Monday, July 25, 2011

Oklahoma City and Oslo

Today both The Southern Poverty Law Center and Common Dreams have interesting analytical pieces comparing the recent tragic act of terrorism in Oslo with the 1995 Oklahoma City bombing. Both posts point out that it's wrongheaded and dangerous to scapegoat Muslims as a threat to peace when right-wing Christian fundamentalists pose a serious threat.

The Common Dreams post is authored by Pierre Tristam, and crossposted from FlaglerLive.com. Tristam points out that after both incidents, news media initially made the assumption that the attacks were the work of Muslims:
After the Oklahoma City bombing in April 1995, speculation flew on television news stations about Arab terrorists seen in the vicinity of the federal building. The thought that a home-grown, Midwestern Army veteran of the first Gulf war could possibly murder 168 people, including 19 children at a day care center, seemed as foreign as those Islamic lands that were then inspiring so much of bigotry’s latest American mutant. McVeigh turned out to be as all-American as he could possibly be, with extras. His paradoxical worship of the Second Amendment was the faith that fueled his hatred of a government he felt had betrayed American ideals by enabling what he called “Socialist wannabe slaves.” His idealism of a golden-age white America was the Christian translation of al-Qaeda’s idealized caliphate.

It became quickly evident that the bombing in Oslo and the massacre on Utoya Island on Friday had been carried out by Anders Breivik, who surrendered to police 40 minutes after beginning his killing spree on the island. Yet the Wall Street Journal ran an editorial on Saturday putting the blame for the attack on Islamist extremists, because “in jihadist eyes,” the paper said, “it will forever remain guilty of being what it is: a liberal nation committed to freedom of speech and conscience, equality between the sexes, representative democracy and every other freedom that still defines the West."
Of course, the problem is that there are is a strong, right-wing contingent of Anglo Westerners that is very much in opposition to such notions as freedom of speech and equality between the sexes. As SPLC's Heidi Beirich points out, Oslo terrorist Anders Breivik recently published a 1500-page tirade in which he accused something called "cultural Marxism"--meaning liberalism and multiculturism--with destroying "European Christian Civilization." Lest we merely dismiss Breivik as a lone fanatic, we should keep in mind that
Fears of “cultural Marxism” have a long pedigree in this country. It’s a conspiratorial kind of “political correctness” on steroids — a covert assault on the American way of life that allegedly has been developed by the left over the course of the last 70 years. Those who use the term posit that a small group of German philosophers, all Jews who fled Germany and went to Columbia University in the 1930s to found the Frankfurt School, devised a cultural form of “Marxism” aimed at subverting Western civilization. The method involves manipulating the culture into supporting homosexuality, sex education, egalitarianism, and the like, to the point that traditional institutions and culture are ultimately wrecked.

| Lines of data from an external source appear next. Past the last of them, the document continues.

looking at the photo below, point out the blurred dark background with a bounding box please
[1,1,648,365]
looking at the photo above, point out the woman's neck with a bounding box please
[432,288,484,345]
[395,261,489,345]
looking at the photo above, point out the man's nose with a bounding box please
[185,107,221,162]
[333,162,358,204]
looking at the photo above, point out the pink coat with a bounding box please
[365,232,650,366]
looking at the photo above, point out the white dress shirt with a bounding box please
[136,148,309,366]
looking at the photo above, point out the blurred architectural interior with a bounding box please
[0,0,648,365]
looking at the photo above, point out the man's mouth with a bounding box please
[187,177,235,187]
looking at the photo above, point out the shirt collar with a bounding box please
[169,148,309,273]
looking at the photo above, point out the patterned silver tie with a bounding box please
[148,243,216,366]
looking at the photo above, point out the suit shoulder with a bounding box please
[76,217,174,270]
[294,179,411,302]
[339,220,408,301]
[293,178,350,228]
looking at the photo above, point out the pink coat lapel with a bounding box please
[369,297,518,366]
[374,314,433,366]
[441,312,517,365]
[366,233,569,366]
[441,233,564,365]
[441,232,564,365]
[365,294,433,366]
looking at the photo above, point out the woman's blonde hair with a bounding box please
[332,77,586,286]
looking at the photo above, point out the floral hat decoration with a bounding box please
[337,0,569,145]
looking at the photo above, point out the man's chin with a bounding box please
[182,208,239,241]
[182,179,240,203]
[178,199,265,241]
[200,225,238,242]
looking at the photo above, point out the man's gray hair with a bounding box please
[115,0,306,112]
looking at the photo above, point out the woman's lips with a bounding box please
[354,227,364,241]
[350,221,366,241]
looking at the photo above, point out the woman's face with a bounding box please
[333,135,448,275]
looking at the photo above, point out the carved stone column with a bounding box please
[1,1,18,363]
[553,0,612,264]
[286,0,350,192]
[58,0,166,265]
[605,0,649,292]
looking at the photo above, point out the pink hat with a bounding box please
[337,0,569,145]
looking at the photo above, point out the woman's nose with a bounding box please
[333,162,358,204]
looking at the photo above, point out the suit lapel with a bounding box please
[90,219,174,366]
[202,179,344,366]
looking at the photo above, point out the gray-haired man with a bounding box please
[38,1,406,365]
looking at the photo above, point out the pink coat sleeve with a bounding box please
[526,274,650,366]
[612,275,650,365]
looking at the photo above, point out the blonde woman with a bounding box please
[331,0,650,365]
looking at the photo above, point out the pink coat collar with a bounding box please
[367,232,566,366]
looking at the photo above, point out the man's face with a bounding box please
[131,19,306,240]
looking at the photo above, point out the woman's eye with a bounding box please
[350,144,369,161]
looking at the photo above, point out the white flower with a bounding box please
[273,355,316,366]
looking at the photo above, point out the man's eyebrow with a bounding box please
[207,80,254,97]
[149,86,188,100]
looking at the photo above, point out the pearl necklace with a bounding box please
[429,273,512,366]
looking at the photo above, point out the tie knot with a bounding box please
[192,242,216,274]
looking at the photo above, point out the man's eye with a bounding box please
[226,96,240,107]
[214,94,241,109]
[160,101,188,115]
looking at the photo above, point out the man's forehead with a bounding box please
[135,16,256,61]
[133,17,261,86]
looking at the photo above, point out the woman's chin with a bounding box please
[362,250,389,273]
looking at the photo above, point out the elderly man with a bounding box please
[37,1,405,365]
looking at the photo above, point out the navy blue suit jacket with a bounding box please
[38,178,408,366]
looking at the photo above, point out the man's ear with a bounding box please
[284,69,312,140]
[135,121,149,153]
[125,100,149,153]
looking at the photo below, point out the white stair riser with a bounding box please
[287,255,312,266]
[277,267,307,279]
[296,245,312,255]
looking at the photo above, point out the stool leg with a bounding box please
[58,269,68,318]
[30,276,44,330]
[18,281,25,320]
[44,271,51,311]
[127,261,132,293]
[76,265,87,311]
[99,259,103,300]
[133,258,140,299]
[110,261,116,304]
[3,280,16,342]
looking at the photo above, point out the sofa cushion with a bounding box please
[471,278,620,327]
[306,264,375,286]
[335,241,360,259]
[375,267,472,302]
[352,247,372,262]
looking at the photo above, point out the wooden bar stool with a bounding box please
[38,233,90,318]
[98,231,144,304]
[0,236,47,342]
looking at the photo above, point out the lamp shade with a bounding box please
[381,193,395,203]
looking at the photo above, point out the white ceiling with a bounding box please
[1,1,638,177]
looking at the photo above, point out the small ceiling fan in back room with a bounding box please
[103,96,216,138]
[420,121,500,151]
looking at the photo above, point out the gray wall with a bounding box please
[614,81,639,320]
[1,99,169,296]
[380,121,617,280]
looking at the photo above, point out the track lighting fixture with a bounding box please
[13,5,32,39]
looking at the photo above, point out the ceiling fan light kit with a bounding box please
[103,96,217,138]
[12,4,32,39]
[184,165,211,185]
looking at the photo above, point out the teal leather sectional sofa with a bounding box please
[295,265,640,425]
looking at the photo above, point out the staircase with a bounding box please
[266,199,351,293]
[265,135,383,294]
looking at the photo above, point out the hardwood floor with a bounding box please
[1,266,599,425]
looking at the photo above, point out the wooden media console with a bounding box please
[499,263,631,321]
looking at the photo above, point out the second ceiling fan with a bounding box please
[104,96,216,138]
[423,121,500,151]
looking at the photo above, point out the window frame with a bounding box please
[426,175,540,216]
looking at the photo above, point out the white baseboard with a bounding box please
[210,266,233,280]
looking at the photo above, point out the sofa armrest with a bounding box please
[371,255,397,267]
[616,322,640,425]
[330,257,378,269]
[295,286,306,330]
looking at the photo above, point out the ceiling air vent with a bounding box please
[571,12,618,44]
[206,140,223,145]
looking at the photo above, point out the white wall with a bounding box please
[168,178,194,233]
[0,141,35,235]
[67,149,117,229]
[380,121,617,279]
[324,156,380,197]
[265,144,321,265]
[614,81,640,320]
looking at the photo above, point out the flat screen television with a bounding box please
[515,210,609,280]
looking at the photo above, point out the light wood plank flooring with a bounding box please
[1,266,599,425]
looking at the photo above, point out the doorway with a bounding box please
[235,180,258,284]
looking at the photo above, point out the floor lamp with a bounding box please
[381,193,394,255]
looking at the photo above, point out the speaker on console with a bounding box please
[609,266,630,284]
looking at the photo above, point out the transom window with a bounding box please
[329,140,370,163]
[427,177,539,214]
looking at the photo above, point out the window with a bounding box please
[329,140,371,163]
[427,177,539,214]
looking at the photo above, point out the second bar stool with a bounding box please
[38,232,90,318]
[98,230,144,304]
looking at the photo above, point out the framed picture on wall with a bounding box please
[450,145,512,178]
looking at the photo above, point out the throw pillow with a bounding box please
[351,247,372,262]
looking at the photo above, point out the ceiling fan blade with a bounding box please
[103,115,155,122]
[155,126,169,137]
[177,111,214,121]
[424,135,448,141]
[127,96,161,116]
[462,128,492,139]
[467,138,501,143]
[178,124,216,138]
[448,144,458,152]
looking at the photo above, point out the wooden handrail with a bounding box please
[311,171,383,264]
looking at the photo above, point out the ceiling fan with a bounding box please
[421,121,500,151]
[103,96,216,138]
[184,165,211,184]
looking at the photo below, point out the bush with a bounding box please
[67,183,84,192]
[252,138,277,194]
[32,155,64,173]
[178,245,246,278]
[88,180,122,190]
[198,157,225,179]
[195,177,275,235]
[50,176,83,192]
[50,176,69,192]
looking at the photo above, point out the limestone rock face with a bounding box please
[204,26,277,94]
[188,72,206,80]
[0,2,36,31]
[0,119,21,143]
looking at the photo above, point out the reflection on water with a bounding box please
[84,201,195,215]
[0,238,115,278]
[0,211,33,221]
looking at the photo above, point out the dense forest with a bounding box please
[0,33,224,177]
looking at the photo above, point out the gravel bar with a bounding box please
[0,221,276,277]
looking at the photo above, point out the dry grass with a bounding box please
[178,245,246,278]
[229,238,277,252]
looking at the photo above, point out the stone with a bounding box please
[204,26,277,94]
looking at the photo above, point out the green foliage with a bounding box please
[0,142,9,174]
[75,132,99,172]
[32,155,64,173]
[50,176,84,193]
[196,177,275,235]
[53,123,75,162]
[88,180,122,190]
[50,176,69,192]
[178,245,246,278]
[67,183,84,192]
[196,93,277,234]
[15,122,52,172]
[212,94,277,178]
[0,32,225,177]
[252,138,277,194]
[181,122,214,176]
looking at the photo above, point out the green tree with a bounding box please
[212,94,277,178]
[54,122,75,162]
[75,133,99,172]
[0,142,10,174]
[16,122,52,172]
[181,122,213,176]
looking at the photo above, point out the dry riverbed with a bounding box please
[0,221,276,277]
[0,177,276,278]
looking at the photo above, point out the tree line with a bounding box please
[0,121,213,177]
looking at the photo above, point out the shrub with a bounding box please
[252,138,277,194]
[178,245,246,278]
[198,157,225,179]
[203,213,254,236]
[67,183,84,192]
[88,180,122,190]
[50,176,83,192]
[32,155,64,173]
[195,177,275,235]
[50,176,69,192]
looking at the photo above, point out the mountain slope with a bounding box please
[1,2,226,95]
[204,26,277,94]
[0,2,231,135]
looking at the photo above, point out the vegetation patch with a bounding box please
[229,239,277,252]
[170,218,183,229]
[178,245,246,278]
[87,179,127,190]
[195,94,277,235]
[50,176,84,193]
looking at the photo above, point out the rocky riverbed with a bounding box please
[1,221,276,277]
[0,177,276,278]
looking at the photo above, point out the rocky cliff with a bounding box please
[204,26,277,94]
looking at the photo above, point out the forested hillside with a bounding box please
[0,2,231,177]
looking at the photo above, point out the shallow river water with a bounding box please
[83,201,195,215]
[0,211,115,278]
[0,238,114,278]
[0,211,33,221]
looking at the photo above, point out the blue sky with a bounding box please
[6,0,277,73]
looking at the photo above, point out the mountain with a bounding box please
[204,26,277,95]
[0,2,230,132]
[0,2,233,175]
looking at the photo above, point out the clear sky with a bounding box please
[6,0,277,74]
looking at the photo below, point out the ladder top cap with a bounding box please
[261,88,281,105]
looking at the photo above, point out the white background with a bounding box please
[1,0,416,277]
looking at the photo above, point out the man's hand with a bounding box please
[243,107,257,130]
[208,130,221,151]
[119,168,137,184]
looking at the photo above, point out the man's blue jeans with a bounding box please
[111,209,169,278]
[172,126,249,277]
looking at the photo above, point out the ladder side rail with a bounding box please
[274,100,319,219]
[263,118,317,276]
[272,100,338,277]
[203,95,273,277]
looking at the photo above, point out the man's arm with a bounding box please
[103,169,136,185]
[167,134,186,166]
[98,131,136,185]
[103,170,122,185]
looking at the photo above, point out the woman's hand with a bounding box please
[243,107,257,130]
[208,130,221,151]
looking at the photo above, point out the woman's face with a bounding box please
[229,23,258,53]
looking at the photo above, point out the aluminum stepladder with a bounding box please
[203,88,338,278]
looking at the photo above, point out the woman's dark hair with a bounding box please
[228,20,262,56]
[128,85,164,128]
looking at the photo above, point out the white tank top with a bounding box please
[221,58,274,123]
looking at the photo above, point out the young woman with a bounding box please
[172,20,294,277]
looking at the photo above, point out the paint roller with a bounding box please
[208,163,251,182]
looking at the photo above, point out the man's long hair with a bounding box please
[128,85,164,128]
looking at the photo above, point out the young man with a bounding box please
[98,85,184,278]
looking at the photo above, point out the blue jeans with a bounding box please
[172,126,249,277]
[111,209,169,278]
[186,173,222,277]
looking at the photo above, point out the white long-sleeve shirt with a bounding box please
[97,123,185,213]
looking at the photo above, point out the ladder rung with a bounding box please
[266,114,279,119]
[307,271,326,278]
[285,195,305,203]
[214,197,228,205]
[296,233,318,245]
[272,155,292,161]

A number of hate groups, including the racist Council of Conservative Citizens (CCC), have raised the spectre of cultural Marxism as a way to explain contemporary events (click here to watch the CCC’s DVD on the theory). Some prominent conservatives also adopted the conspiratorial theory (culturalmarxism.org features MSNBC contributor Pat Buchanan and Texas Congressman Ron Paul). In 2002, William Lind of the Free Congress Foundation, a far-right outfit long headed by the now deceased Paul Weyrich (one of the founders of the Moral Majority), gave a speech about the theory to a Holocaust denial conference. Saying he was “not among those who question whether the Holocaust occurred,” Lind went on to lay blame for “political correctness” and other evils on so-called “cultural Marxists,” who, he said, “were all Jewish” (Lind is mentioned in passing in Breivik’s manifesto).
As an apprentice librarian, I believe it's important to uphold everyone's right to free speech, even when this speech is hateful. But it's important to recognize that hateful speech does have consequences, and sometimes those consequences are extreme.